A blog dedicated to the development of Catholic legal theory.
Affiliated with the Program on Church, State & Society at Notre Dame Law School.

Monday, October 31, 2005

Alito, Catholics, and the Court

A few quick thoughts in response to Eduardo's post:  He writes that Judge Alito "famously authored the opinion holding the Family Medical Leave Act unconstitutional, which was reversed by the Supreme Court in an opinion by Chief Justice Rehnquist (with Kennedy, Scalia, and Thomas dissenting)."  If I remember correctly, the majority opinion that Judge Alito authored (and which was, as Eduardo points out, reversed) did not "hold[] the [FMLA] unconstitutional," but only concluded that Congress had not effectively abrogated states' "sovereign immunity" from lawsuits for money damages under the Act.  I'm not wild about the Court's sovereign-immunity line of cases, but Alito's opinion was, as I recall, a perfectly reasonable application of the relevant precedents.

Next, Eduardo notes that "Catholic voters long made up an important part of the New Deal coalition.  While Catholics have no doubt grown more comfortable voting for Republicans over the past few decades, it would be hard to argue that the (potentially) five Catholic justices would be representative of the politics of Catholics as a whole."  This is a good point, re: representativeness.  That said, I am inclined to think that the shift in Catholics' voting practices was not just a result of Catholics growing more comfortable with Republicans, but of dramatic shifts in the positions of both parties and also of the increasing salience of "culture" and "values" issues (and of the Democrats' leftward movement on those issues).

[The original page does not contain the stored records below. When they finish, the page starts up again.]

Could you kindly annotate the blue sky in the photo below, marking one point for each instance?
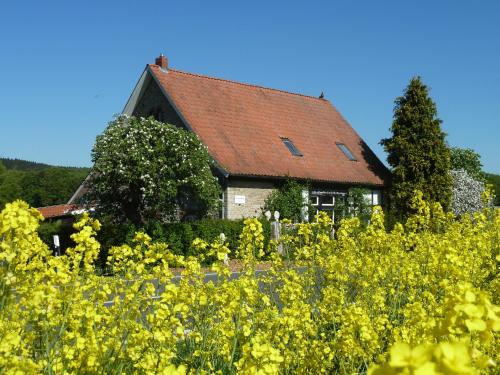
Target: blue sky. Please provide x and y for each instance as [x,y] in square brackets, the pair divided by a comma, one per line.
[67,66]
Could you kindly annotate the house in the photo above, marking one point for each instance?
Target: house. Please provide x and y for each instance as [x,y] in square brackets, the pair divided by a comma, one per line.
[66,212]
[260,136]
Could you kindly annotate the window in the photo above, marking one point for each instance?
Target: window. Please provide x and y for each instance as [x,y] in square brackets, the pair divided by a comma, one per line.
[291,147]
[347,152]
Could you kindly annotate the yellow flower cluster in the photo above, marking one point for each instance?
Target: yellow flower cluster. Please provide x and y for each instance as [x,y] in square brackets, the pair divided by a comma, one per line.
[419,299]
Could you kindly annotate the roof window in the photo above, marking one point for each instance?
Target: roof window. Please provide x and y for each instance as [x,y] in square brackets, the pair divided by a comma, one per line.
[347,152]
[291,147]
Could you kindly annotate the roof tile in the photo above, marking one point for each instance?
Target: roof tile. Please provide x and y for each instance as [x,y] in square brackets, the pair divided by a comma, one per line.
[242,126]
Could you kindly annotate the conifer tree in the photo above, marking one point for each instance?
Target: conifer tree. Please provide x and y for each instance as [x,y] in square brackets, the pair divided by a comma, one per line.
[417,151]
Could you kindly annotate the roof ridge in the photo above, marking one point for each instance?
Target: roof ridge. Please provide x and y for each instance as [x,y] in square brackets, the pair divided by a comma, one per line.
[57,205]
[243,83]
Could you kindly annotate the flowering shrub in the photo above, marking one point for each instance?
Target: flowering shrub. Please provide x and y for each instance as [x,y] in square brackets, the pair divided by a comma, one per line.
[466,193]
[420,299]
[145,169]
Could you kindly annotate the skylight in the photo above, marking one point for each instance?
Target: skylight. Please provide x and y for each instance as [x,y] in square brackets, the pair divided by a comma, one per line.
[291,147]
[347,152]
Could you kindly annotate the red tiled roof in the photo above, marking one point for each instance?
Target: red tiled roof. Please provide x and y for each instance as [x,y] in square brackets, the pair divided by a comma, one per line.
[242,126]
[58,210]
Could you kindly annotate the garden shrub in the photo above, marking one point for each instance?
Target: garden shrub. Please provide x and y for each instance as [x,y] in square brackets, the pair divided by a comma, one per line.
[179,236]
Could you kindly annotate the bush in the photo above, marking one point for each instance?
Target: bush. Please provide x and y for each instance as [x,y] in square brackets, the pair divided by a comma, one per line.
[178,236]
[63,229]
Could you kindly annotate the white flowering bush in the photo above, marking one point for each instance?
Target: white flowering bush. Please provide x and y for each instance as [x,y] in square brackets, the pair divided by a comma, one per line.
[467,193]
[145,169]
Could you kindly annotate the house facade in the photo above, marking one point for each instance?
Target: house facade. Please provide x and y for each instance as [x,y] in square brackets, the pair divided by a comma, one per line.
[259,137]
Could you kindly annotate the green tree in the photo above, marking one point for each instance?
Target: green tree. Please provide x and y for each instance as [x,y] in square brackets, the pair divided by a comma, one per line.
[417,152]
[144,169]
[468,160]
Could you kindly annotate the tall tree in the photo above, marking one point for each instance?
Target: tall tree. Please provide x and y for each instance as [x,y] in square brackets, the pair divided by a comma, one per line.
[468,160]
[417,151]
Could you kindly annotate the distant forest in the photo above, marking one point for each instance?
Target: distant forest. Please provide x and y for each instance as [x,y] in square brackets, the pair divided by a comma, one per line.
[36,183]
[46,185]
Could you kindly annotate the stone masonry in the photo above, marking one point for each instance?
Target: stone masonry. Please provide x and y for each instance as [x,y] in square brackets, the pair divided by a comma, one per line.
[245,198]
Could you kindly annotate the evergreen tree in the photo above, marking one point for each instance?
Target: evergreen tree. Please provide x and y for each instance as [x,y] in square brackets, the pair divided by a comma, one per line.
[417,151]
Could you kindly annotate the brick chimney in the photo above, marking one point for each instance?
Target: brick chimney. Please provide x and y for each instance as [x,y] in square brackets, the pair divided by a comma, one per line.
[162,61]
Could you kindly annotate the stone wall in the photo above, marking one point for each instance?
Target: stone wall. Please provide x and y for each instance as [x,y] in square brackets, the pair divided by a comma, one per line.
[245,198]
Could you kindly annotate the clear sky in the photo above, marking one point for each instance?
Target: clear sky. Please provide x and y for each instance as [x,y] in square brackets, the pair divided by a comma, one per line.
[67,66]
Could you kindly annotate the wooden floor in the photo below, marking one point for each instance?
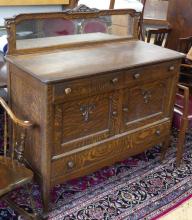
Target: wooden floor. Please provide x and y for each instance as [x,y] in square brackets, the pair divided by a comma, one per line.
[183,212]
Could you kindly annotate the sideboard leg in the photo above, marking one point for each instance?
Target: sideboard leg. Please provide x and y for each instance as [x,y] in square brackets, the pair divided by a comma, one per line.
[164,148]
[45,190]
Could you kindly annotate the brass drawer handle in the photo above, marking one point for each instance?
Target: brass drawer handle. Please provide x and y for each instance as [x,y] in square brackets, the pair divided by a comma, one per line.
[114,113]
[115,80]
[68,91]
[70,164]
[136,75]
[125,109]
[171,68]
[158,132]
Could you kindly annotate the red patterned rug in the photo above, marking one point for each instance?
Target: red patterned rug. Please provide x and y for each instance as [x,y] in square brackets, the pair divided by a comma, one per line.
[138,188]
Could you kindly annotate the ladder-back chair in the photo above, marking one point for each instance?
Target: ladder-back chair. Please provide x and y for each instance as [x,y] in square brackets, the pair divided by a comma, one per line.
[185,44]
[159,36]
[13,172]
[182,118]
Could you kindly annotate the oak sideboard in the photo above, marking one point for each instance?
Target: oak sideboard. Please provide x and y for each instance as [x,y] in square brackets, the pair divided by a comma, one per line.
[92,104]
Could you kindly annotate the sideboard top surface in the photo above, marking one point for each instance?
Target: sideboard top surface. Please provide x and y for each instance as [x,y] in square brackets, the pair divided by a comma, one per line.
[84,61]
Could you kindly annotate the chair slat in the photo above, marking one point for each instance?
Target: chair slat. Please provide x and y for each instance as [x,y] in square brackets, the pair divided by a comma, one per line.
[5,134]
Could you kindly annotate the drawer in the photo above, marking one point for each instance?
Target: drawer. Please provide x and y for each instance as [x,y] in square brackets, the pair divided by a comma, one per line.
[81,162]
[98,155]
[151,135]
[151,73]
[85,87]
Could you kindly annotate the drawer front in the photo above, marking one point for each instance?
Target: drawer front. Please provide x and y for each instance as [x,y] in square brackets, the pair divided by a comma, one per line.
[82,122]
[151,73]
[85,87]
[90,160]
[108,152]
[147,103]
[150,136]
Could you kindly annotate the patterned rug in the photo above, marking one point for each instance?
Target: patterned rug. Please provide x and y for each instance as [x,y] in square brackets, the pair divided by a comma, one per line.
[138,188]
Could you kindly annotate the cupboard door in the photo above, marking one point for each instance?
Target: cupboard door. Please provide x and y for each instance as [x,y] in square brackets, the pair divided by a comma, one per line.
[85,121]
[146,103]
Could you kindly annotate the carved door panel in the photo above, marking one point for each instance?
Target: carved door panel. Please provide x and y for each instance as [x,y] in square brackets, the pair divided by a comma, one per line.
[145,103]
[85,121]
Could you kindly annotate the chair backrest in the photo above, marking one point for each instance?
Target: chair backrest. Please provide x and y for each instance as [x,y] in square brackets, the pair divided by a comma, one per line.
[58,27]
[159,36]
[140,24]
[16,134]
[94,26]
[182,100]
[185,44]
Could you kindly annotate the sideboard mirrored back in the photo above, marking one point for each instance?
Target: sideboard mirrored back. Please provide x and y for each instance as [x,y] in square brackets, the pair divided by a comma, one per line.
[40,31]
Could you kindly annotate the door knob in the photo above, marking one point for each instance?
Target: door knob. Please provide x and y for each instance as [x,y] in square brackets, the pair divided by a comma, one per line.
[68,91]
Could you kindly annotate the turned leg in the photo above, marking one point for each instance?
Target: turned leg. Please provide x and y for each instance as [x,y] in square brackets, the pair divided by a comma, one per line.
[181,141]
[164,148]
[45,189]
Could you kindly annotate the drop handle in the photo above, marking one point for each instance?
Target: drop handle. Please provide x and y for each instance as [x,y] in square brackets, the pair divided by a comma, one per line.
[136,75]
[70,164]
[171,68]
[125,109]
[68,91]
[158,132]
[115,80]
[114,113]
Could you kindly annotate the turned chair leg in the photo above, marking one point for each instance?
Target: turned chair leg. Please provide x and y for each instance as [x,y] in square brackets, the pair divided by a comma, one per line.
[20,211]
[164,148]
[181,141]
[34,216]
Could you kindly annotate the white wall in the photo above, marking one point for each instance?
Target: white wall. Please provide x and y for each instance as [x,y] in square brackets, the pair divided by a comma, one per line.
[11,11]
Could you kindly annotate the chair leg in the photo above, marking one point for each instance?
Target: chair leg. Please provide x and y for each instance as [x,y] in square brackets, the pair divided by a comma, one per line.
[181,141]
[19,210]
[164,148]
[34,216]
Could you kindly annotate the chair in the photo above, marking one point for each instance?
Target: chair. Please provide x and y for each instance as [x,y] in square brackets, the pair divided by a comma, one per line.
[93,26]
[13,173]
[3,78]
[140,23]
[184,46]
[182,118]
[58,27]
[159,36]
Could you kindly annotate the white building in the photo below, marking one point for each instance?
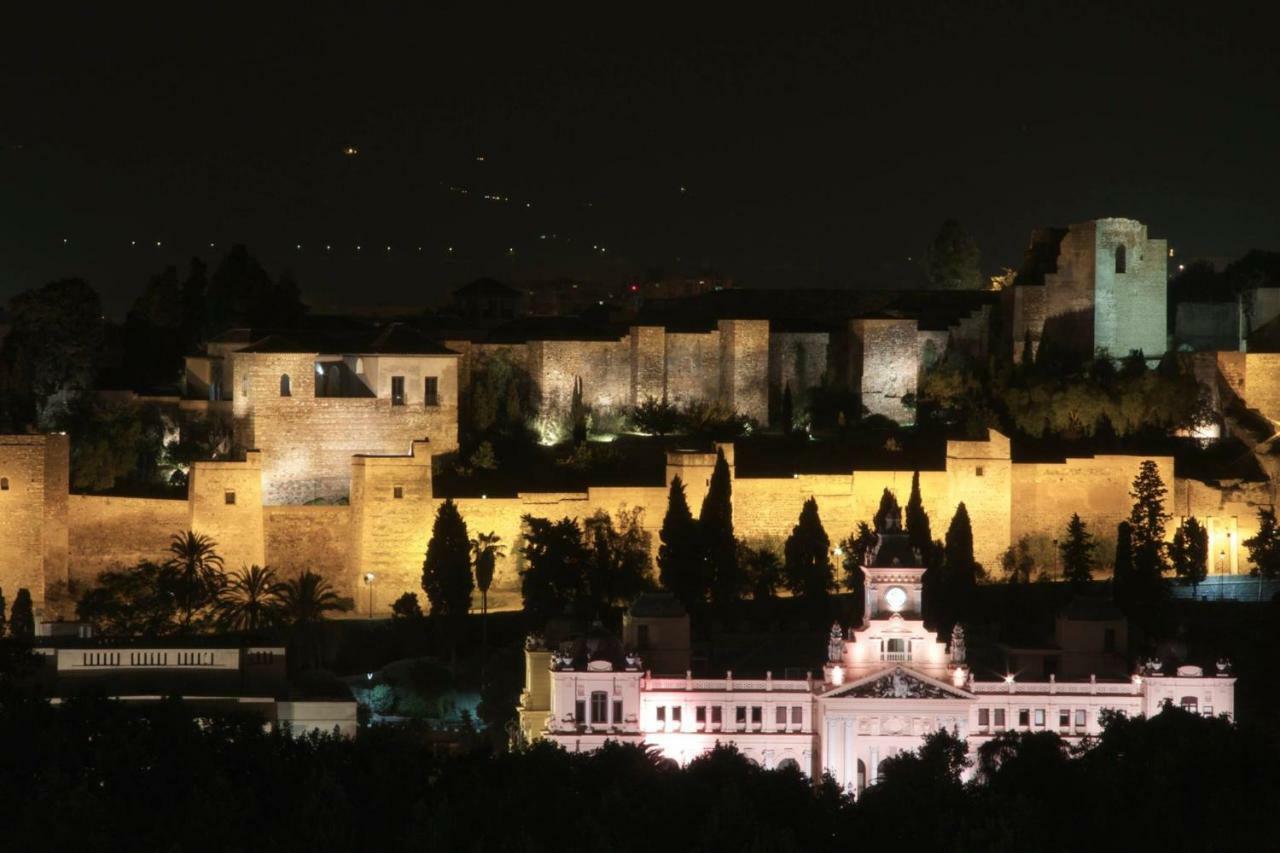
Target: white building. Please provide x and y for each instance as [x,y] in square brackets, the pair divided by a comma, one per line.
[885,687]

Third:  Eduardo's post raises the possible tension between the "conservativism" of Catholic Justices like Justice Thomas and Scalia (who, in my view, actually have very different judicial philosophies, and disagree more than many people realize) and the political stance of many (most?) Catholic citizens.  Here's how I see it:  The judicial conservativism of, say, Justice Scalia (or, I admit, me) need not be seen as in tension with the substantive left/ progressive / social-justice political commitments of many Catholics, because Justice Scalia (whatever his policy views are, and I assume they are conservative) is, for the most part, happy to leave these matters to the political process, so long as they are not pursued through legislative means that exceed Congress's powers.  And, on the "social" questions, where the Church's teachings are (arguably) "conservative", it seems to me that Justice Scalia's views (both as a judicial matter and as a policy matter) are in line with most Catholics' views.  Even though Catholics disagree on whether abortion should be outlawed, I expect most believe -- or, if presented with the question, would say they believe -- that it may be reasonably regulated.